China, long ridiculed for its air pollution and use of fossil fuels, may quickly outpace the U.S. when it comes to clean energy. A test run in the nation's Qinghai Province foreshadows that future: China's state-run Xinhua News Agency claims that more than 5 million residents lived completely off of wind energy, solar energy and hydropower for seven consecutive days.
The amount of energy allegedly used in the test run is equivalent to a whopping 535,000 tons of coal, the news report said. About 72% of the energy came from hydro power plants during the project, which started on June 17 and ended at midnight on June 23.
The Chinese government and the Trump Administration have different visions for the future.
Even outside of the weeklong experiment in Qinghai Province, China is already earning its stripes as a world leader in solar energy and other renewables. Part of it might be that China is the largest manufacturer of solar panels in the world. But President Xi Jingping has also outright pledged to fulfill 20% of the country's energy supply using non-fossil energy sources by 2030, according to a 2017 report. To put that in perspective, the government has promised to allocate $360 billion for that cause in the next three years — the U.S., on the other hand, has just backed out of the Paris Agreement and its pro-renewable policies.

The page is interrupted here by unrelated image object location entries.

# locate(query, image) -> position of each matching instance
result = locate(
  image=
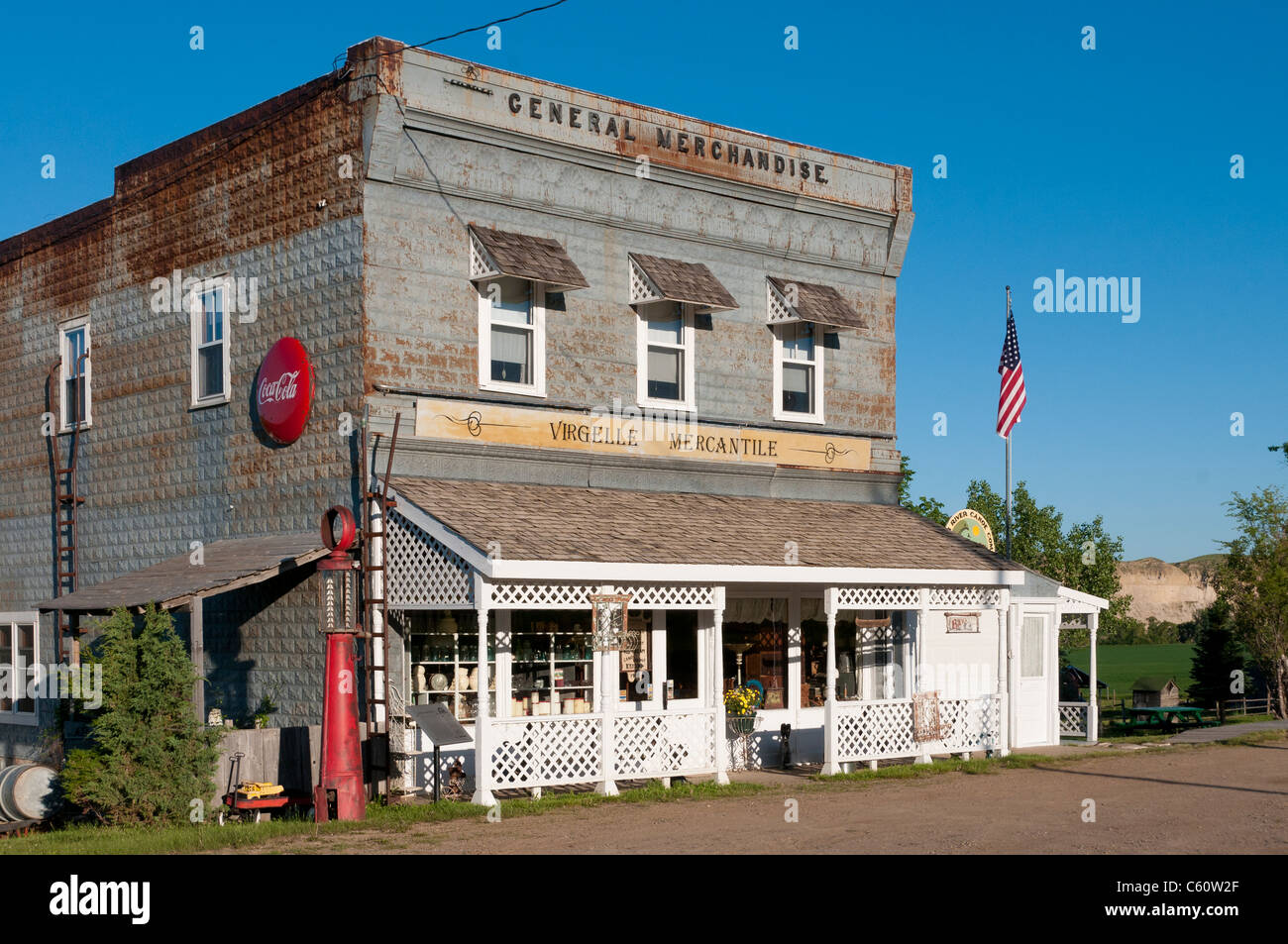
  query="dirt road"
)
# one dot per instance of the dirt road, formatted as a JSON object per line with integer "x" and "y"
{"x": 1185, "y": 800}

China has made its interest in clean energy well-known, even before the the U.S. backed out of the Paris Agreement.
"China has wasted no time in directing billions of dollars into its clean energy sector," an April 2015 report by the Climate Group reads. The report states that China increased its investments in the clean energy sector by 32% in 2014, totaling $89.5 billion in the end. That's almost 73% more than what the US invested in that same year.
Powering Qinghai Province was a real proof of concept, and the first step to creating an estimated 13 million jobs.
Meanwhile, President Trump has implied that clean and renewable energy sources are "job-killing."
Basically, this may be the new narrative — the one that we remember in the future: China takes yet another progressive step toward totally owning the renewables market and quashing bad habits that hurt the environment. Meanwhile, the U.S. stubbornly falls behind.